Twitter is now restricting posts that contain cryptocurrency addresses
July 16, 2020, 10:01AM EDT · 2 min read
- Twitter appears to have disabled the ability to share strings of numbers and letters on its site following a wide-spread attack Wednesday
- That attack resulted in the posting of bitcoin giveaway scams from accounts owned by major figures like Joe Biden and Bill Gates, among many others
- At the time of publication, tests conducted by The Block Research show litecoin, XRP, monero, bitcoin and ethereuem addresses are unable to be shared
Twitter appears to have disabled the ability to share strings of numbers and letters on its site following a wide-spread attack Wednesday that resulted in the posting of bitcoin giveaway scams from accounts owned by major figures like Joe Biden and Bill Gates, among many others.

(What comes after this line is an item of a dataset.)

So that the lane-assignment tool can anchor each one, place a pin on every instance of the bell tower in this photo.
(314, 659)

The move is likely aimed at preventing would-be fraudsters from sharing cryptocurrency addresses — made up of a random string of letters and numbers — in a bid to solicit cryptocurrency from victims. Wednesday's breach resulted in Twitter users sending more than $100,000 to the same bitcoin address shared by compromised accounts, all of which promised outside rewards for those who sent funds.
At the time of publication, tests conducted by The Block Research show litecoin, XRP, monero, bitcoin and ethereuem addresses are unable to be shared.
Trying to share such an address populates the following message:
“This request looks like it might be automated. To protect our users from spam and other malicious activity, we can’t complete this action right now. Please try again later.”
Indeed, at least one popular account known for sharing address information — WhaleAlerts — has now said that it can't post its messages to Twitter.
ℹ️ Due to anti-hack measures taken by Twitter the Whale Alert bot can no longer post any transfers and we cannot manually add them either. We hope Twitter will resolve the issue soon. Transfers are still being posted to our Telegram channel: https://t.co/vVRNZuovHX— Whale Alert (@whale_alert) July 16, 2020
As previously reported, Twitter has blamed a "coordinated social engineering attack" on yesterday's platform crisis, pursued by attackers "who successfully targeted some of our employees with access to internal systems and tools."
"We know they used this access to take control of many highly-visible (including verified) accounts and Tweet on their behalf. We’re looking into what other malicious activity they may have conducted or information they may have accessed and will share more here as we have it," the company's support account explained late Wednesday.